Oh yes, and I forgot to say – my toaster is shagged, little Emily tried to dig her slice of bread out with her knife and blew it up. Luckily she didn’t blow up with it or I’d be left here on my own again.




Leave a comment


  1. LOL! If only harry brought his cloak to face the woman in black.

  2. the howler and me

     /  March 2, 2012

    Dear Dotty,
    I believe a disguise would help…. a Burkha would work….but how about…

    a ski mask? or hockey mask – no, it is too homicidal maniac-like (or a robber)
    a surgical mask? – no, then people would just wonder what kind of communicable disease you have. BUT it might keep people from approaching you.

    Honestly, I pretend to not hear them when they say hi…. like I am deaf.


    • Dear the howler and me,
      In the middle stages of hermititis I tried going out wearing my brown paper bag with slits-for-eyes but it didn’t work, you can imagine what happened. I can’t find a nice enough sheet to make my burkha with – I’ve got nice sage green sheets, some duck egg blue sheets, some powdery pink sheets, loads of white sheets (in various shades of white), but no black sheets because I’m not pervy like that. I wonder if it would work if I put bandages round my head like the Invisible Man does – but then PEOPLE would want to know what happened — BUT they wouldn’t ask if I rubbed a lot of thick yellow mustard and a bit of tomato ketchup on the bandages, would they?
      Love Dotty xxx

  3. Hi, Dotty dear! I missed your posts!
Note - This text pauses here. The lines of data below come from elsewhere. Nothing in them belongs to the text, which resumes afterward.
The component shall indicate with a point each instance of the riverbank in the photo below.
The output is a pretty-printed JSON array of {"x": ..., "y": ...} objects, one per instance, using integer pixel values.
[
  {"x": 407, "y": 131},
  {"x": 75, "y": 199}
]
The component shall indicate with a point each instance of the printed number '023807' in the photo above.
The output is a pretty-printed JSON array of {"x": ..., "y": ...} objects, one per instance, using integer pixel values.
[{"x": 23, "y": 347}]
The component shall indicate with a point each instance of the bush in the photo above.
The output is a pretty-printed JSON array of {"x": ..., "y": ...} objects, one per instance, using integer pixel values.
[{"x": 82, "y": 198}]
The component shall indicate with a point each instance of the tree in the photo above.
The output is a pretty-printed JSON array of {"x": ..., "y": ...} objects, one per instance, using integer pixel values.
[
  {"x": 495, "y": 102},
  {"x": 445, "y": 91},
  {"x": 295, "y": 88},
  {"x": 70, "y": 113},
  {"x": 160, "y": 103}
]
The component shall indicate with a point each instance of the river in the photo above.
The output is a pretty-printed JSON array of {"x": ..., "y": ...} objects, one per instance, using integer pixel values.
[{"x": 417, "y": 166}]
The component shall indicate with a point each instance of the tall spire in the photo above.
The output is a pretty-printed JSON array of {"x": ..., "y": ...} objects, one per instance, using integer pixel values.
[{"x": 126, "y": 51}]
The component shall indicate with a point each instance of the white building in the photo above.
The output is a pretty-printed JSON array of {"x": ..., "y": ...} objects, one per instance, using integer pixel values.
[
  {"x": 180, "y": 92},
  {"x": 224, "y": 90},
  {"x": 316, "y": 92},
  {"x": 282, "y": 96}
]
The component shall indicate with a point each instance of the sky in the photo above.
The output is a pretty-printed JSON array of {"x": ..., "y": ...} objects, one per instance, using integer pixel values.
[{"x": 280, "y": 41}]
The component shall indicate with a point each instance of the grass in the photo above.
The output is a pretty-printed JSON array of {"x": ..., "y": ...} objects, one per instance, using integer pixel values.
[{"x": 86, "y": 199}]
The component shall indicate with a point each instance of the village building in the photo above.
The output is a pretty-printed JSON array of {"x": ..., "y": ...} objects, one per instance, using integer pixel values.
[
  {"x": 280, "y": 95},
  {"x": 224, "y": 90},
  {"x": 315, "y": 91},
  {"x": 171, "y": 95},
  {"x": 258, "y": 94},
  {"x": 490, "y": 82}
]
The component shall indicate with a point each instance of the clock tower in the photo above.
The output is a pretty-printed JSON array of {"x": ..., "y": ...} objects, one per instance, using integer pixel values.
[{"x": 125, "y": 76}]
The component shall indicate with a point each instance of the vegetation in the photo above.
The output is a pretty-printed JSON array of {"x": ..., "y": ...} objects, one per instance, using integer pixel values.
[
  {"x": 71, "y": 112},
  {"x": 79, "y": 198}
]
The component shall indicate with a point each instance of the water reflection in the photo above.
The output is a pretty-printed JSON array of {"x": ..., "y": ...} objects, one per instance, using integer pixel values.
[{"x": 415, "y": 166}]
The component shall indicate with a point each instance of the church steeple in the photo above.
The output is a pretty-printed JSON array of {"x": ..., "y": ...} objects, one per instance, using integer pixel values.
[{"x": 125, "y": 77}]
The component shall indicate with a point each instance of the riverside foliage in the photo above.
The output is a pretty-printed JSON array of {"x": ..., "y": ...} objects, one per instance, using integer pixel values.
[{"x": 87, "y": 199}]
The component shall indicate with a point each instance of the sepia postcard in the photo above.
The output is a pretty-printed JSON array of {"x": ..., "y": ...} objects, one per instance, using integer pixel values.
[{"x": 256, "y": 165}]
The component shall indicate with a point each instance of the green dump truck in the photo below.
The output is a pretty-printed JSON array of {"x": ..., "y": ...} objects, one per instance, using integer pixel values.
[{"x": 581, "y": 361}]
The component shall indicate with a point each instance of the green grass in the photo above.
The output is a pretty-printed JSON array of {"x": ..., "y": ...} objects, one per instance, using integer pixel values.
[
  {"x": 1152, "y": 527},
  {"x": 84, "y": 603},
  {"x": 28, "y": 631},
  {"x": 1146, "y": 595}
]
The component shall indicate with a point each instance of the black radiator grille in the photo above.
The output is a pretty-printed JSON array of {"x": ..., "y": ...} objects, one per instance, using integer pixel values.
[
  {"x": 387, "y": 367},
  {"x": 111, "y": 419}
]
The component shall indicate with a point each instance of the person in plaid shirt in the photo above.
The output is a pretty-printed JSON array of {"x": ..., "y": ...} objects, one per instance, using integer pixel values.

I’m so sorry Scotty turned out to be an irresponsible fucker of a brother — But I loved you using your own code to screw up his messages. I have a lot more reading to do, but for now, I think your mustard and ketchup idea is good. Still, though, don’t eat any onions, or you’ll smell way to much like a hamburger! Love you, and I hope all is as well as it can ever be! Love, Judith

    • Dear Judith,
      JUDITH! Oh, I’ve missed you. Did you have a lovely time? Did you see the Lion King?
      Love Dotty xxx

      • Dear Dotty,

        We never did get to the Lion King, but we spent a good bit of time with Mom telling stories of her life and me taking notes for an eventual biography. I ate like a pig, and loved every minute of that, too! More soon. It’s so nice to hear from you!



      • Dear Judith,
        I’m looking forward to reading all about it. 🙂
        Love Dotty xxx

  4. clownonfire

     /  March 2, 2012

    Dotty, this is what I should do.
    Get up.
    Grab a coffee.
    Sit at my desk.
    Get up again and brush my teeth. My bad breath bothers me. That’s bad.
    Sit at my desk again.
    Open my 250687 WordPress notifications.
    Start by yours. And go downhill from there.

    • Dear clown,
      For Nasty Halitosis – Gargle with a mixture of infused Wormwood. Add a sprinkle of crushed Bladderwrack for extra freshness.
      Love Dotty xxx

  5. Bwa! Ha ha ha! I would get you to say hello to me! lol I would just follow you down the street like Benny Hill doing Monty Python type humor with you. 😀

    • Dear adultsatires,
      Please don’t. It’s hard enough for a she-hermit to get herself past the front door never mind having to cope with loonies running after her.
      Love Dotty xxx

      • Yeah but, this looney is different! (Big Smile) 😀 Ever hear the saying “It takes one to know one”? lol

        Smile. 🙂

      • Dear adultsatires,
        I tried to go to sleep but I had a nightmare. Benny Hill and a big line of people were chasing me round the village. The way they ran wasn’t human. It scared me – the nightmare, and the odd and speedy movements of their legs.
        Love Dotty xxx

  6. Emily is making trouble, way back here in… whenever you posted this. It is confusing to read both ends of your blog at the same time.